− Comment as-tu osé me faire une chose pareille ? Je tenais beaucoup à cette voiture, et tu le sais ! Elle est bonne pour la casse maintenant. Penses-tu que ça valait le coup de prendre ce risque et de jouer les rebelles ?
− Je suis vraiment désolé, je ne voulais pas en arriver là, mais je n’ai pas trop eu le choix. Yann et sa bande m’ont obligé à le faire. Ils me harcèlent sans arrêt et voulaient s’en prendre aussi à Lana…
− Eh bien, tu n’aurais pas dû céder, me coupa-t-il, furieux.
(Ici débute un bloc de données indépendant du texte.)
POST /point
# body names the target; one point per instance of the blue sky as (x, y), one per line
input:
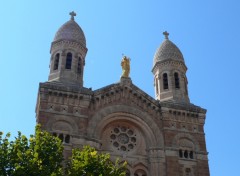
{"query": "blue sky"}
(207, 33)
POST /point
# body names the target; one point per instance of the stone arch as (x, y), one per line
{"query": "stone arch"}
(186, 136)
(140, 169)
(102, 118)
(67, 123)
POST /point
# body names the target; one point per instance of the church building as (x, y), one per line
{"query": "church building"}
(160, 136)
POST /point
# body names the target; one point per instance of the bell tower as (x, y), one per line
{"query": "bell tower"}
(169, 71)
(68, 51)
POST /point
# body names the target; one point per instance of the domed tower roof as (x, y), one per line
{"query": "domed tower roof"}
(167, 50)
(71, 31)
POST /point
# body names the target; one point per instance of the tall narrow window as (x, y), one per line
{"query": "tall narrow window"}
(156, 82)
(165, 81)
(56, 62)
(69, 61)
(79, 65)
(176, 77)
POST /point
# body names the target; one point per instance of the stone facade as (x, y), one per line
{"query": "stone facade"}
(157, 137)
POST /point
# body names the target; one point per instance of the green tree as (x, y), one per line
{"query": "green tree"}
(88, 162)
(40, 155)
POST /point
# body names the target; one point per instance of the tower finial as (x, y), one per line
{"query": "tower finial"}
(73, 14)
(166, 34)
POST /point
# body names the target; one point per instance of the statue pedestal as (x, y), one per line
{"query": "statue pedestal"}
(125, 81)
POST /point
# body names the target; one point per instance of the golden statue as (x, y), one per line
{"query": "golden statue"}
(125, 63)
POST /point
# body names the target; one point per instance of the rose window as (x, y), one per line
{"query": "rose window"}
(123, 138)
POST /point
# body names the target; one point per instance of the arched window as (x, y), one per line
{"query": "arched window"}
(180, 154)
(67, 139)
(156, 82)
(140, 172)
(176, 77)
(60, 137)
(128, 173)
(185, 154)
(79, 65)
(191, 154)
(165, 81)
(69, 61)
(56, 62)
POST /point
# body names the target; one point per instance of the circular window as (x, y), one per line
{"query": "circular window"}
(122, 138)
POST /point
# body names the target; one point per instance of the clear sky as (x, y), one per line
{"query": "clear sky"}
(207, 32)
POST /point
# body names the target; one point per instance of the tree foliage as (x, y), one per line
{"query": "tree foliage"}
(42, 155)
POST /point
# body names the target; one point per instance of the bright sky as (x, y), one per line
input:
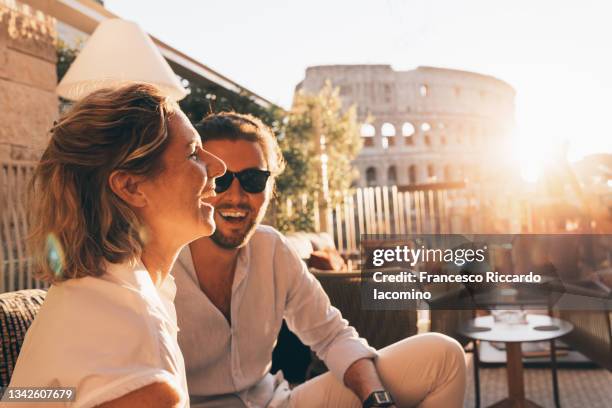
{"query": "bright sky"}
(556, 54)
− Que voulais-tu que je fasse exactement ? Que je me batte avec eux ? À un contre trois, j’aurais pris une bonne raclée. La belle affaire !
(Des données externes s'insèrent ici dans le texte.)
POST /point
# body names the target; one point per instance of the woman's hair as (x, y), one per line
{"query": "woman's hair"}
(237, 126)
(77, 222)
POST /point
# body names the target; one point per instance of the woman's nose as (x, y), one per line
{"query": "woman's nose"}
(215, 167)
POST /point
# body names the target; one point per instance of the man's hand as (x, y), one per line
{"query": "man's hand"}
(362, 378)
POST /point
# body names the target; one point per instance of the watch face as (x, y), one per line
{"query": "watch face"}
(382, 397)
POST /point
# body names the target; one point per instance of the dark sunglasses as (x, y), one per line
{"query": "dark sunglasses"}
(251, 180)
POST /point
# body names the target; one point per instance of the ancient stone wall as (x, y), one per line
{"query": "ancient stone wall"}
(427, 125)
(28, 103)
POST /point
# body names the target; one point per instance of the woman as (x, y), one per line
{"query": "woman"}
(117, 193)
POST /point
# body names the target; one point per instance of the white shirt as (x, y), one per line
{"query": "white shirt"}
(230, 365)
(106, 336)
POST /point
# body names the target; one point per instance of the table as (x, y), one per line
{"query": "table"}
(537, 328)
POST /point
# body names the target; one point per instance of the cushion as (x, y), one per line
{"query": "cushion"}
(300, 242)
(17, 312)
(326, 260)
− Eh bien, oui, tu aurais dû te battre, comme ton père l’aurait fait !
Je n’en revenais pas. Comment pouvait-il me balancer cela en pleine figure ? À croire que sa voiture était plus importante que moi. Je m’efforçai de retenir mes larmes, mais c’était peine perdue. Je ne pouvais plus garder en moi toute cette tension accumulée entre nous depuis la mort de Mamie Ada. Si elle était encore vivante, elle aurait compris la situation et m’aurait écouté.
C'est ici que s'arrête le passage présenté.